Далеко ехать не нужно было. Набожный и нищий отец Кахана «папашей» не был, и перебрался он всего за пятнадцать километров из Подберез в Вильну, и тем не менее в 1871 году он принял «поразительное решение» послать сына в государственную раввинскую школу, прекрасно зная, что «все преподавание ведется в этой школе на русском языке, что все ученики ее ходят с непокрытыми головами, что они, как и учителя их, бреют бороды, пишут и курят в Святую Субботу. Послать юношу в раввинскую школу могло означать только одно — обратить его в гоя"». Понимал ли он, что делает? Кахан в этом не уверен. «В наш век слепцам безумцы вожаки» — так, во всяком случае, полагал Ландау, русский интеллигент-белоэмигрант еврейского происхождения.
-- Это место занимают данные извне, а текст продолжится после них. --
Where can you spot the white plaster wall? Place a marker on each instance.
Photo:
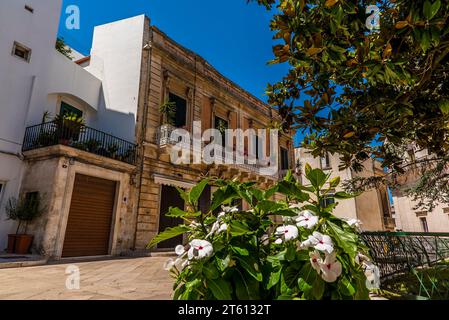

Впрочем, сам Кахан никогда не жалел ни об отцовском решении, ни о своем бегстве из дома (хоть и оплакивал время от времени свою эмиграцию из России в Америку). То же относится и к Дейчу, Бабелю, Иохельсону Морейнис-Муратовой и ее брату М.А. Морейнису, оставившему их слепого отца всего за день до нее. Не говоря уж о Троцком, а возможно, и родителях Троцкого, чьи «мысли и чувства двоились», когда в 1906 году они сидели в зале, где его судили. «Я был редактором газет, председателем Совета, имел имя как писатель. Старикам импонировало это. Мать заговаривала с защитниками, стараясь от них услышать еще и еще что-нибудь приятное по моему адресу».
Даже Тевье-молочник в самый страшный для него час не был уверен. Его дочь Хава вышла замуж за «гоя», и он сделал все, что полагается, оплакав ее смерть и сделав вид; будто «никогда никакой Хавы и не было». Но с другой стороны, чего ты горячишься, сумасшедший упрямец? Чего шумишь? Повороти, изверг, оглобли, помирись с ней, ведь она — твое дитя, ничье больше!.. И приходят мне в голову какие-то необыкновенные, странные мысли: «А что такое еврей и нееврей? И зачем бог создал евреев и неевреев? А уж если он создал и тех и других, то почему они должны быть так разобщены, почему должны ненавидеть друг друга, как если бы одни были от бога, а другие — не от бога?» И досадно мне, почему я не так сведущ, как иные, в книгах, почему не так учен, чтобы найти толковый ответ на все эти вопросы".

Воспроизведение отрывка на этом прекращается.